Ancora pochi giorni per visitare la splendida mostra “Lucio Fontana. Autoritratto” alla Fondazione Magnani-Rocca di Parma.
L’esposizione ripercorre tutte le principali tappe del processo creativo di questo grande maestro dell’arte italiana, e non solo.
Le opere guidano lo spettatore alla scoperta della sua personalità e della sua vita.

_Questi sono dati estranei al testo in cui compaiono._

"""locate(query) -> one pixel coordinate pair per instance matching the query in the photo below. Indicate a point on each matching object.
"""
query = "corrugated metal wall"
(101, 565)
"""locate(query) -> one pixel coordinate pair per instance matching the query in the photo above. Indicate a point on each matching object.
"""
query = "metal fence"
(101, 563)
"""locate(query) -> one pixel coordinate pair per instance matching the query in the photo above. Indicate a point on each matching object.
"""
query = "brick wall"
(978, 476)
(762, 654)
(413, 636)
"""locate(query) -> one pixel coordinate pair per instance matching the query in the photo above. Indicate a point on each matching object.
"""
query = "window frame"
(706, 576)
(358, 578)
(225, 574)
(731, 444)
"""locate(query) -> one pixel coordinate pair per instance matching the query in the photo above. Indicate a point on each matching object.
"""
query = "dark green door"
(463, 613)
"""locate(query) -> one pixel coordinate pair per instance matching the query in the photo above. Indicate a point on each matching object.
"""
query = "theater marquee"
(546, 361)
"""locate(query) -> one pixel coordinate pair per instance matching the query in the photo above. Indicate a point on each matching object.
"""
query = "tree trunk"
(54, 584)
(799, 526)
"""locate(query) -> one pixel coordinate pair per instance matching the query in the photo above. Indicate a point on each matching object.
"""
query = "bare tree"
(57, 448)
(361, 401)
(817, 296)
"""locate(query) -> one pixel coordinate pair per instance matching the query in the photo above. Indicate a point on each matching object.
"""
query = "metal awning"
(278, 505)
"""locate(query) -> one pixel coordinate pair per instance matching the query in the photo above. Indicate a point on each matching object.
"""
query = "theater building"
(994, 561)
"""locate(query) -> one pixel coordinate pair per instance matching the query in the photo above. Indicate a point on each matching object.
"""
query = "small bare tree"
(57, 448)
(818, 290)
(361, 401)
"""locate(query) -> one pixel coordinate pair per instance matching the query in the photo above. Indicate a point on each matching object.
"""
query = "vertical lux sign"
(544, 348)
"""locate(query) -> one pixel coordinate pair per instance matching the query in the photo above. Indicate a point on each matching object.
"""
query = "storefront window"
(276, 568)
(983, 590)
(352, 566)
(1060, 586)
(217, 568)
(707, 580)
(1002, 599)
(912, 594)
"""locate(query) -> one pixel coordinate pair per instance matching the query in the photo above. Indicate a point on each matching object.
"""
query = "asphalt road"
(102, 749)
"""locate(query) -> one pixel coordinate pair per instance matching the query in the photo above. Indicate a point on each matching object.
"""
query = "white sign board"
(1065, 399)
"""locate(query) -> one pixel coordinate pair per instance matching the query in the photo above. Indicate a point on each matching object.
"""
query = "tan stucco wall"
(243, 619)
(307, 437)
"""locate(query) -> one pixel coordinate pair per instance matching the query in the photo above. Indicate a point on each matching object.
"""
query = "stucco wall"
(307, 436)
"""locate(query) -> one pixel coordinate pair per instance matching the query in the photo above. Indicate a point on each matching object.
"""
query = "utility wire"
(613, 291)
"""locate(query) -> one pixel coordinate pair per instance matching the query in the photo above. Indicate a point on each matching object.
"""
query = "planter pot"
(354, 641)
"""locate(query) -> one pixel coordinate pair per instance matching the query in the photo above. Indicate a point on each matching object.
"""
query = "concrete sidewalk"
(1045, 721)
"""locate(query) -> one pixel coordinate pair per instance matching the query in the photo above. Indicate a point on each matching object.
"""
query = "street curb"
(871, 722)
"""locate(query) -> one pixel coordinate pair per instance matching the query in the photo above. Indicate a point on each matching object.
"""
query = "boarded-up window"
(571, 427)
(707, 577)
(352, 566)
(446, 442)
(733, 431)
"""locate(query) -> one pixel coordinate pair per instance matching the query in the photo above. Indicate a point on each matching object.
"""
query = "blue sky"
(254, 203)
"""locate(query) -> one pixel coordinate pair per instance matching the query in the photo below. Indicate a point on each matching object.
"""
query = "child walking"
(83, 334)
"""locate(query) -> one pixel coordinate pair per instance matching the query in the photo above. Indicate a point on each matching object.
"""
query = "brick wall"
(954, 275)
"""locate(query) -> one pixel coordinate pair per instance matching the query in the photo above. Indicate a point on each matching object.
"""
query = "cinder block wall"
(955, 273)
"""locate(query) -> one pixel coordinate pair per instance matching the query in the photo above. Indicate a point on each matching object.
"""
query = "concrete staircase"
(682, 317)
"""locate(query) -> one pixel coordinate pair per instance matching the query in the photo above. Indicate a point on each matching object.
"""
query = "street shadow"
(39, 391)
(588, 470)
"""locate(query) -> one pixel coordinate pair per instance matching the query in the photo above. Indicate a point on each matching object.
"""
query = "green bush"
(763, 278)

Da cosa è tratto il titolo della mostra “Lucio Fontana. Autoritratto”?
La mostra, curata da Walter Guadagnini, Gaspare Luigi Marcone e Stefano Roffi, fa riferimento ad un libro.
Il testo in questione si chiama “Autoritratto”, è stato redatto da Carla Lonzi (Firenze 1931 – Milano 1982) e pubblicato nel 1969.
Questa grande storica dell’arte ha raccolto, in questo scritto, quattordici interviste a quattordici grandi personalità dell’arte del ‘900.
Tra queste si conta anche quella a Lucio Fontana (1899 –1920).
Questo libro si dimostra particolarmente innovativo per l’epoca, perché Carla Lonzi raccoglie le proprie ‘interviste’ attraverso l’utilizzo di un registratore.
Questo strumento, inusuale e innovativo per la critica d’arte dell’epoca, le permette di immagazzinare, trascrivere e riassemblare le informazioni.
Il percorso di Carla Lonzi, fatto di collaborazioni con celebri gallerie e periodici, la porta a pubblicare questo volume nel quale gli artisti parlano in prima persona.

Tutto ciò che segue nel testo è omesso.